A paper published in Nature Communications Biology contributes to the growing appreciation for the outsize role that microbes play in everything from human digestion to crop yields: Microbes in the soil—fungi in this case—appear to be influencing forest diversity on a global scale.


Forests on Earth exhibit a marked gradient from the equator toward the poles: Tropical forests near the equator tend to include a large number of different species, whereas forests nearer the poles support less plant diversity.

One explanation for this phenomenon maintains that soil pathogens, including bacteria and fungi, help create this gradient. Species-specific pathogens accumulate near adult trees, and their abundance can diminish the success of juveniles growing near their parents, thus promoting species diversity. This effect is stronger in warm, wet climates, contributing to the greater diversity in forests near the equator.

Twist to story

However, a new study led by Camille Delavaux, a lead scientist at ETH Zurich in Switzerland, adds a twist to this established story. Mycorrhizal fungi - soil fungi that form mutually beneficial relationships with the majority of plant roots globally - appear to be counteracting the effects of harmful soil pathogens in ways that influence global patterns of forest diversity.

“This paper provides an additional mechanism that may help explain why forest compositional diversity differs with latitude, and a little more about how microbes may regulate patterns of diversity across the planet,” says Matthew Baker, professor of geography and environmental systems at University of Maryland, Baltimore County (UMBC) and a co-author on the new study.

Tree diversity

Both major classes of these mutualistic fungi, ectomycorrhizal and arbuscular mycorrhizal, may improve juvenile survival. However, Delavaux and colleagues’ paper found that ectomycorrhizal fungi have a more pronounced effect. Ectomycorrhizal fungi form a sheath around plant roots, which researchers believe may directly protect the plants against pathogens. Ectomycorrhizae are more common at higher latitudes, and they are also more likely to be specialists supporting a single tree species. 

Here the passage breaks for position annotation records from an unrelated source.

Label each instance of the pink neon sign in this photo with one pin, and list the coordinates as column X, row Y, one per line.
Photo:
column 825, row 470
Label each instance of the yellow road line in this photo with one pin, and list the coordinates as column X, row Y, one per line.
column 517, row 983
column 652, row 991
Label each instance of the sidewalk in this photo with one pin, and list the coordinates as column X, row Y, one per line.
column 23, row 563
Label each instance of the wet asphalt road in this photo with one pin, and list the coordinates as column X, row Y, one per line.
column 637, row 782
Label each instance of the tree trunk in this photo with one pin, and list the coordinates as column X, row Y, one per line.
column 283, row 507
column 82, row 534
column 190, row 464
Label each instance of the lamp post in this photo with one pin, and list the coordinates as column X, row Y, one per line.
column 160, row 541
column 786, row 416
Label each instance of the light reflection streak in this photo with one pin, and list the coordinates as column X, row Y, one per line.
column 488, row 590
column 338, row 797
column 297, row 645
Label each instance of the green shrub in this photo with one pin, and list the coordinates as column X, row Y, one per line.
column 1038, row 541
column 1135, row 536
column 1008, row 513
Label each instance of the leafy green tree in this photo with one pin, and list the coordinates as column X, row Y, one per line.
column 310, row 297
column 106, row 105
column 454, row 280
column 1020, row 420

Arbuscular fungi are more common near the equator, and they may offer less protection against pathogens. They are also less likely to specialize with a particular tree species. That means they are more likely to encourage different tree species to grow nearby. 

Global biodiversity

The new paper found initial evidence for both the diversity-promoting effects of arbuscular fungi and the diversity-reducing effects of ectomycorrhizal fungi, “which seems to suggest that these mechanisms could very well play a role in driving patterns of global biodiversity in tree species,” Baker explains. 

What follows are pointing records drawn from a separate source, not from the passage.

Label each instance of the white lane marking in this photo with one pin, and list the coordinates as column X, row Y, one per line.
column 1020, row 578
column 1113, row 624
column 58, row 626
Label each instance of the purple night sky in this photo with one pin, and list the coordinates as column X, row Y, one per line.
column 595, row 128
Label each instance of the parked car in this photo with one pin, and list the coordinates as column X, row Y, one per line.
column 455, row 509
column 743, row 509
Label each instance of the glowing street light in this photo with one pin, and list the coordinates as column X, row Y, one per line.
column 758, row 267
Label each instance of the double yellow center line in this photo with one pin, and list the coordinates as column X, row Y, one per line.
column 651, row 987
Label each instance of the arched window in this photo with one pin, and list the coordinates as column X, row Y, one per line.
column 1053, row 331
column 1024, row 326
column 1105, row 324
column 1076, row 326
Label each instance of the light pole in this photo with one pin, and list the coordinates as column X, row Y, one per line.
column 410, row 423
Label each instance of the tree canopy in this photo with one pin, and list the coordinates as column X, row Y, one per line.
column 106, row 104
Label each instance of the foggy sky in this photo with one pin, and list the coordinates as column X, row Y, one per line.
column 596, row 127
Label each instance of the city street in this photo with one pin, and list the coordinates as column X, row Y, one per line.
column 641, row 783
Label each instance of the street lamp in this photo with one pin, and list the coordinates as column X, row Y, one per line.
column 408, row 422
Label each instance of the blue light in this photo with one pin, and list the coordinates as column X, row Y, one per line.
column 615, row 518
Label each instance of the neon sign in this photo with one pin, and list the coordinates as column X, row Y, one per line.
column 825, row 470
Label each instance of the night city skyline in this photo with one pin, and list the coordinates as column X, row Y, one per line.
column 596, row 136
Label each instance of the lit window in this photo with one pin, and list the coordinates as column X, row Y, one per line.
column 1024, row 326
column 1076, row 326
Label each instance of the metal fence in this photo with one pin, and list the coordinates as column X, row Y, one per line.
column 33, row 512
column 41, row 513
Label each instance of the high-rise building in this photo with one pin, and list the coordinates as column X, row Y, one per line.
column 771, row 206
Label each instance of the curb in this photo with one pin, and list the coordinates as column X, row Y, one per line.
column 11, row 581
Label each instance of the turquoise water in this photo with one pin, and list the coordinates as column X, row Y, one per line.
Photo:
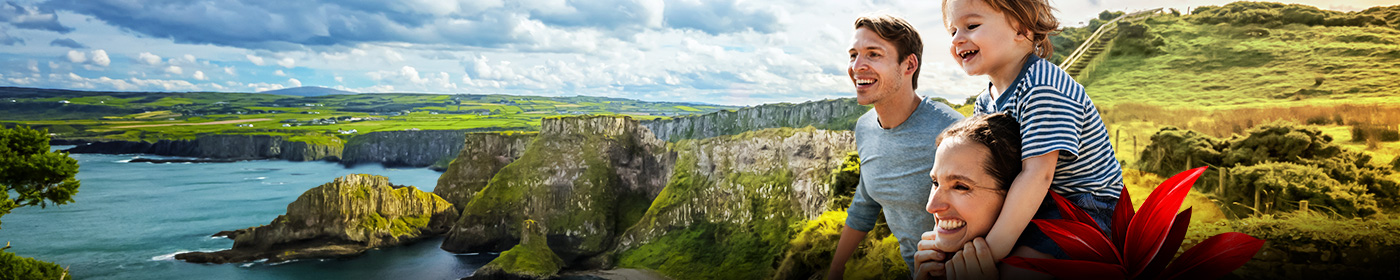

The research team’s findings taken together with previous understanding of these fungi may explain well-known patterns of forest tree diversity associated with latitude. “And that’s exciting,” Baker says. “Global patterns of biodiversity may not result solely from antagonistic relationships between trees and their pathogens, but also from symbiotic relationships with fungi in soils.”

Forest science

“These findings were only possible because of an impressive global network of forest plots administered by the Smithsonian Institution’s Forest Global Earth Observatory (ForestGEO) Network,” Delavaux explains. To be a member of the network, researchers at ForestGEO sites must commit to inventorying the trees in their plots every five years, which entails recording the size and precise coordinates of every tree within the plot boundaries with a diameter of at least one inch. Some sites also collect data on wildlife, soil microbiota, and more using standardized protocols established by the network. The current study used data from 43 of 77 global ForestGEO plots, including a plot on UMBC’s main campus.

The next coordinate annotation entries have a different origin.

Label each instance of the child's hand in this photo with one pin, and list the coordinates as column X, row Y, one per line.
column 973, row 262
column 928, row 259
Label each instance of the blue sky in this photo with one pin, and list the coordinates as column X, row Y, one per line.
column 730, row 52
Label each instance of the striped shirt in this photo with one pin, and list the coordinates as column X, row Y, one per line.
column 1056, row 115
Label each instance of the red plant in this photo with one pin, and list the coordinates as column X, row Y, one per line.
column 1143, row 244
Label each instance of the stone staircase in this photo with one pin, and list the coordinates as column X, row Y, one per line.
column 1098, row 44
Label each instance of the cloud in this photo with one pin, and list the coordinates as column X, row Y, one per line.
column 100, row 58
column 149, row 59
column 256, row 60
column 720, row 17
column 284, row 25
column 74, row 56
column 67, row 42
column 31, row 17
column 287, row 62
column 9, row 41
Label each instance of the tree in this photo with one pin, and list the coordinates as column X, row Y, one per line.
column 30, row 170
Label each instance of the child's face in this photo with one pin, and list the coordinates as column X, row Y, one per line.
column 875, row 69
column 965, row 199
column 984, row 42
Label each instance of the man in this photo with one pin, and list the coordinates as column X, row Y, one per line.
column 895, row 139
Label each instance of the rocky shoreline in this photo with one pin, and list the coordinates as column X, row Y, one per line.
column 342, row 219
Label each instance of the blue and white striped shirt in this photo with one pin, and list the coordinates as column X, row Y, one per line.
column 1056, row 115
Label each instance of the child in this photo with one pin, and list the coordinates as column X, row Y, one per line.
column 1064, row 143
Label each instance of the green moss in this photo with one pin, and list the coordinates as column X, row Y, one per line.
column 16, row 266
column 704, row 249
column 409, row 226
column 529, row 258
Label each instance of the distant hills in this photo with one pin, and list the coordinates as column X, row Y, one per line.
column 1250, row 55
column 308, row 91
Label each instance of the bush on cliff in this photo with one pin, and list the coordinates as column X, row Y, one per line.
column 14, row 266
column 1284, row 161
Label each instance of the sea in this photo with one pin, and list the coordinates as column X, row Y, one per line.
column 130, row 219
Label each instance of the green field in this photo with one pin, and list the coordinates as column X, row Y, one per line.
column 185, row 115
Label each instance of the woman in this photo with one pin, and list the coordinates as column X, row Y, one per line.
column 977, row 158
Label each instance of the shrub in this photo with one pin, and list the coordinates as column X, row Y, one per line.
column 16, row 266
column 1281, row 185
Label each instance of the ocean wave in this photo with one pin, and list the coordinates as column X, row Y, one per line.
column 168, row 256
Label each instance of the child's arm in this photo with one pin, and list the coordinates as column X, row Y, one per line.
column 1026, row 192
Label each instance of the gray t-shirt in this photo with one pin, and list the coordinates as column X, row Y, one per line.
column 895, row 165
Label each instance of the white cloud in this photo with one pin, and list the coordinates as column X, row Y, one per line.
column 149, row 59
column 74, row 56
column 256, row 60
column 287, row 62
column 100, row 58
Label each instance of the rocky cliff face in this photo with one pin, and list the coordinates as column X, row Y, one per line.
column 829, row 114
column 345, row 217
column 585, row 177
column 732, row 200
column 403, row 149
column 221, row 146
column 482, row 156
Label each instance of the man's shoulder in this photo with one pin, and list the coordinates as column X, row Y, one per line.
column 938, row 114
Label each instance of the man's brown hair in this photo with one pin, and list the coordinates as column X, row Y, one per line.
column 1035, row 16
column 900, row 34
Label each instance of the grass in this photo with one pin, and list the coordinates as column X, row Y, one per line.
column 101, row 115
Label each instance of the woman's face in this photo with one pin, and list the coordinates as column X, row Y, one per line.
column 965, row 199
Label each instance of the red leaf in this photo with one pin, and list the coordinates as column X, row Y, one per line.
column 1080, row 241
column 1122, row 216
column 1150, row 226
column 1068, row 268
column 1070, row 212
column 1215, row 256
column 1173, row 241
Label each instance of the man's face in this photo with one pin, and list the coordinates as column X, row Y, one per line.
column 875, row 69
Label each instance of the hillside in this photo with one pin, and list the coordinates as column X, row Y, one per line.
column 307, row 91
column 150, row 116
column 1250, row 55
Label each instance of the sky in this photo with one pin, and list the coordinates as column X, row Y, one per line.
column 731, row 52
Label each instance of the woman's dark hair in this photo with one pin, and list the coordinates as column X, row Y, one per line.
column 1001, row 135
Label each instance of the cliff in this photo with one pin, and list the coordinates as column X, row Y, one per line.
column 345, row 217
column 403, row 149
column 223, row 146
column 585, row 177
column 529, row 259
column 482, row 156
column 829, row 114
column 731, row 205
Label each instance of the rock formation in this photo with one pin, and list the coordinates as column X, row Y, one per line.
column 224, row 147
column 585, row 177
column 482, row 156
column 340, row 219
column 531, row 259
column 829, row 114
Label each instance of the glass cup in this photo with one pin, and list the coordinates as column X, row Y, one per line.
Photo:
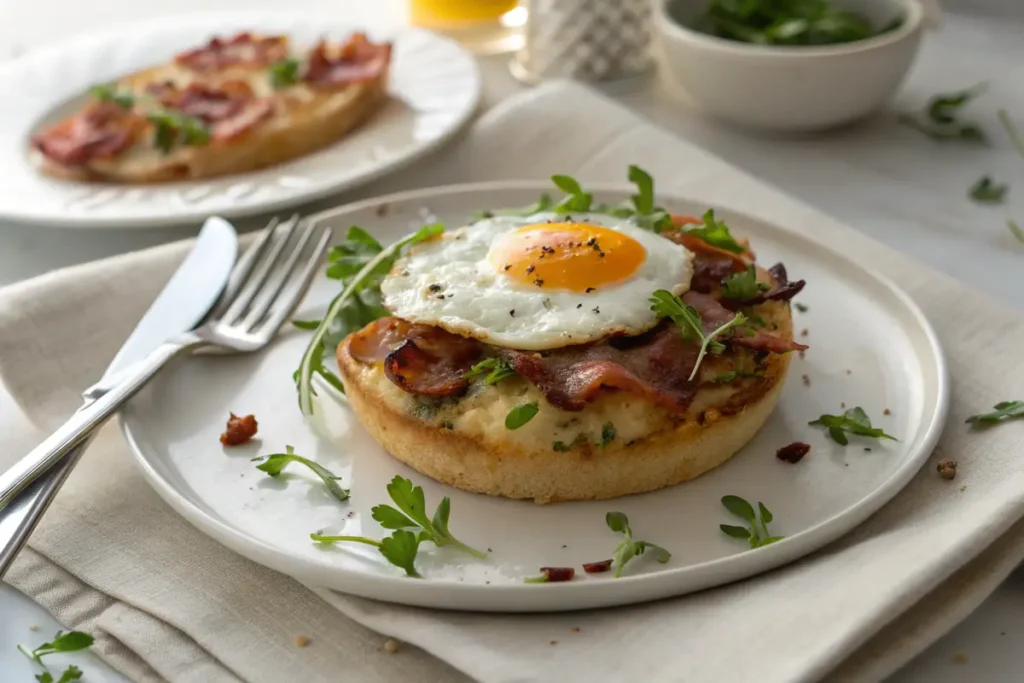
column 483, row 27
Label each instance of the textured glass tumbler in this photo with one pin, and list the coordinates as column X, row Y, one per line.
column 586, row 40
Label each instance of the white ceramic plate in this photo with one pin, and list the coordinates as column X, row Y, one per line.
column 869, row 346
column 434, row 89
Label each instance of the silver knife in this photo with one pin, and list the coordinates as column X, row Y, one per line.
column 186, row 298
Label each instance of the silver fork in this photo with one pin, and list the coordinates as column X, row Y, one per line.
column 263, row 291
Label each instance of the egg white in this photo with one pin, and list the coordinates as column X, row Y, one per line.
column 451, row 283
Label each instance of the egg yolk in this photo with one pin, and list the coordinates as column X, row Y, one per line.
column 578, row 257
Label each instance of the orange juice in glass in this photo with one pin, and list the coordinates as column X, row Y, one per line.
column 485, row 27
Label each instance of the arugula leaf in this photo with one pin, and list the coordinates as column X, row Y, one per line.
column 284, row 73
column 1001, row 412
column 340, row 312
column 629, row 548
column 742, row 285
column 939, row 121
column 757, row 530
column 274, row 463
column 854, row 421
column 986, row 191
column 667, row 304
column 577, row 200
column 520, row 415
column 717, row 233
column 497, row 369
column 110, row 93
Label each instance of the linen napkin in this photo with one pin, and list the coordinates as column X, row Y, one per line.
column 169, row 603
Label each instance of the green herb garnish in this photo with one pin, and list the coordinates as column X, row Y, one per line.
column 742, row 285
column 717, row 233
column 786, row 23
column 72, row 641
column 757, row 534
column 496, row 369
column 110, row 93
column 854, row 421
column 667, row 304
column 629, row 548
column 273, row 464
column 987, row 191
column 171, row 128
column 357, row 301
column 520, row 415
column 1001, row 412
column 939, row 119
column 411, row 512
column 284, row 73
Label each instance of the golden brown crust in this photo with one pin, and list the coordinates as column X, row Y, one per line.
column 459, row 452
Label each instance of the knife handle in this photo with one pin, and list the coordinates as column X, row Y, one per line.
column 19, row 518
column 82, row 423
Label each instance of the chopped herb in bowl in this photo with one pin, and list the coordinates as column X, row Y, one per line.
column 786, row 23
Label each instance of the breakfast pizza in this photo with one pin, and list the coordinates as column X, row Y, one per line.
column 231, row 105
column 566, row 351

The network “reflects the willingness of people in the scientific community to pool resources for the greater good,” Baker says. In UMBC’s case, student volunteers, led by graduate student Anita Kraemer, collected the vast majority of the data.

Different microbes

UMBC’s two 6.25-hectare (about 15-acre) plots are unique in other ways: They were the first urban, temperate ForestGEO plots when they joined the network in 2012 at the initiative of Erle Ellis, professor of geography and environmental systems and a co-author on the new paper, and graduate student Jonathan Dandois. Dandois completed his Ph.D. in geography and environmental systems in 2013 and is now the Geographic Information Systems manager at Johns Hopkins University.

The UMBC plots include forest edges (adjacent to campus facilities like tennis courts, parking lots, and a swimming pool) and contain a variety of exotic species in addition to native plants. As a result, the plots’ species diversity per unit area exceeds other temperate forests and rivals some of the tropical forest plots in the network. Those observations have fueled Baker’s recent work on urban forests.

Learning stage

The new findings on the role of fungi in global forest structure may be just the beginning of understanding how microbes drive global biodiversity patterns. “The scientific community is very much in the learning stage about appreciating the diversity of different types of soil microbes and their distribution over the planet,” Baker says, “and investigators like Dr. Delavaux are expanding our understanding.”

Delavaux is excited about pursuing related work moving forward. “Future research will leverage the available tree census data and generate additional microbial genetic sequencing data from 30 plots to directly link the microbiome to plant community structure,” she says.